Thomas Friedman continues to make the case for change in education today in the soon to be closed New York Times opinion pages. It’s about efforts in Singapore to bring high level math instruction to students. And the good news (I think) is it’s all about the changes we’ve been talking about in this community for quite some time now: creation and sharing of content, collaboration, a shifting notion of what it means to teach. A couple of points of emphasis, first from a principal:
“We have shifted the emphasis from content alone to making use of the content” on the principle that “knowledge can be created in the classroom and doesn’t just have to come from the teacher.”
And this, from the developer of an online math curriculum:
“What we have tried to do is create a platform for the continuous sharing of the best practices for teaching math concepts. So a teacher might say: ‘I have a problem teaching congruence to 14-year-olds. What is the method they use in India or Shanghai?’
HeyMath’s mission is to be the math Google – to establish a Web-based platform that enables every student and teacher to learn from the “best teacher in the world” for every math concept and to also be able to benchmark themselves against their peers globally.
The Web gives us access to much more in the way of individualized and quality resources than we’ve been able to access in the past, and it now allows us to create and to use classroom created content to teach wider audiences and serve real purposes. And it’s facilitating a much more collaborative approach to learning and creating. Obviously, these shifts are occurring in business, politics etc. as well. But the bad news is we’re just not getting that message here, it seems…
“The Web gives us access to much more in the way of individualized and quality resources than we’ve been able to access in the past, and it now allows us to create and to use classroom created content to teach wider audiences and serve real purposes.” I really like this and had to share my experience today from my classroom as far as it relates ot individualization and quality resources. I spent most of last year experimenting with Moodle in my school. Over the summer, I talked my district into dedicating a small server and static IP address to our project. Today I had two Exceptional Children throughly engaged. One of them had a multiple handicaps including Autism and something I can not even try to spell. The other is emotionally handicapped. One the has a full-time behavioral technician. I have set-up Moodle accounts as part of the class. The assignments in Moodle are short, high-interest, and as interactive as I can find. One of them was creating his own acrostic poem and the other student was view a video about Hurricane Andrew as he studied how to survive during servere weather. The poem was sent home to mom, and staying safe in servere weather my save the other kids life on day..serving a real purpose? Absolutely…

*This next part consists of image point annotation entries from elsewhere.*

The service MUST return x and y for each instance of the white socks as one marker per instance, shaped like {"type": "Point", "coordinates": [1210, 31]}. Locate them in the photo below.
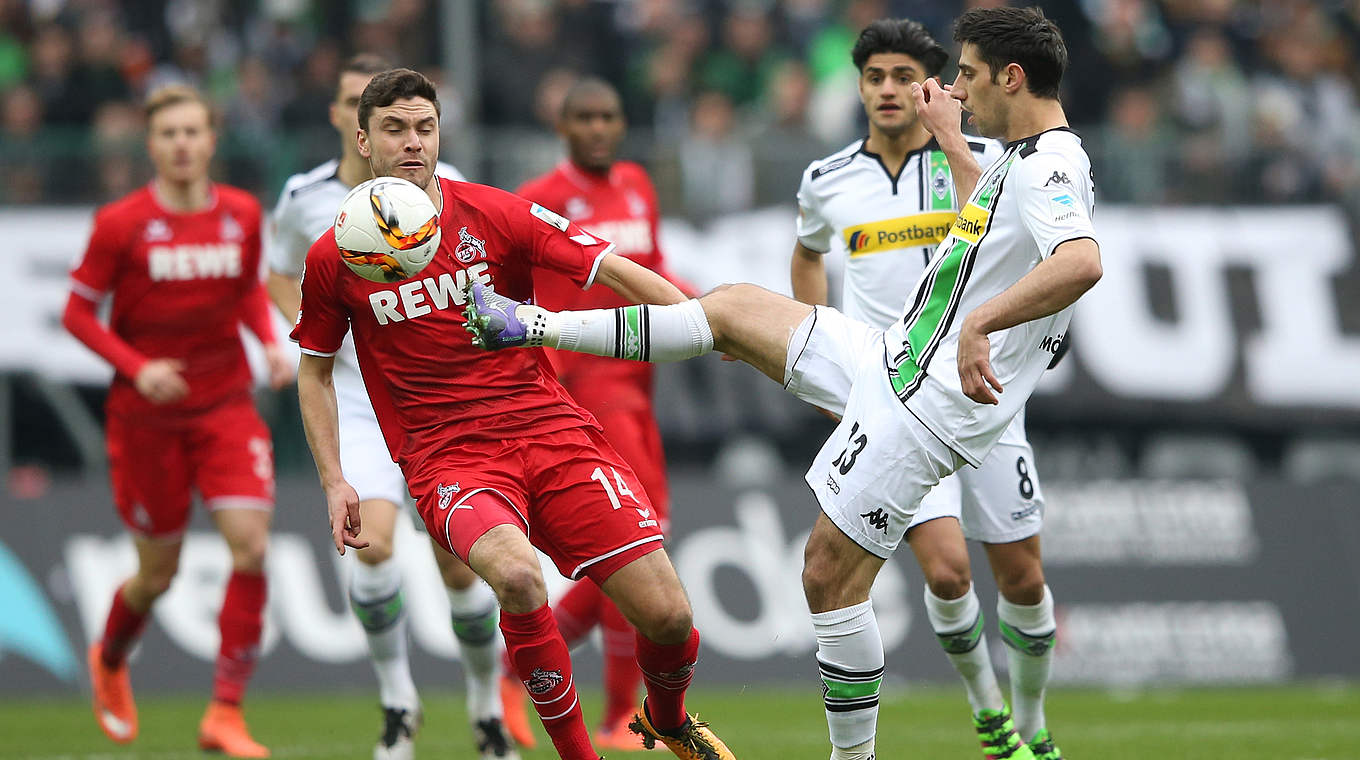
{"type": "Point", "coordinates": [958, 624]}
{"type": "Point", "coordinates": [642, 333]}
{"type": "Point", "coordinates": [1028, 632]}
{"type": "Point", "coordinates": [850, 658]}
{"type": "Point", "coordinates": [475, 624]}
{"type": "Point", "coordinates": [376, 597]}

I’m making the same point next week at Glasgow’s SETT Learning Festival: business and media are getting turned on to this and if we can’t educate our students in the way of the world that they are entering then we have failed. The comparison made with Singapore’s size (4 million people) and its desire to nurture all its citizens made me think about Scotland (5 million inhabitants). There’s a lot of will here to do that but I’m still facing public refutes of the collaborative approaches (using or not using weblogs) that I have been putting on the agenda here.
What can we do push all our (very good) points home? Do we continue to chip, chip away?
Things are changing. I remember my first attempts to get teachers to use email. They had no need for it and thought of it as too time consuming. I wasn’t very successful. The situation now is completely different. There are still a few teachers who do not use email, but almost everyone sees it as necessary and helpful. Now it seems ubiquitous (not for students in school yet, but for teachers). Maybe the same thing will happen with use of the web, blogs, wikis, collaborative learning.
Friedman missed a key point about Singapore when he was here – the IT infrastructure is superb – yes – but the implementation of IT strategies for effective learning is somewhat lacking.
You may be interested to read my review of Friedman & HeyMath.
In Scotland I am helping develop content for the new Scottish Schools Digital Network, a high-speed intranet for all of our 800,000 teachers and pupils. The first phase of this content is support for teachers of Modern Foreign Languages. Support for other subject areas and, importantly, for pupils, will be based on our achievements and errors and will be created over the next few years.
However, if you take a look at our Creative Teaching area you’ll notice that we are concentrating on a holistic, blended teaching approach. All ICT is imbedded in each area, whether that be drama, creative writing, school trips, …
Is this not a move in the right direction? We are finding that teachers still want “Resources” (which normally implies Death By Worksheet or PowerPoint for their pupils), but are quickly seeing the advantage of these kinds of resources that empower them to teach using their own existing skills used in a very different way.
Old Teacher + New Technology does not equal New Teacher.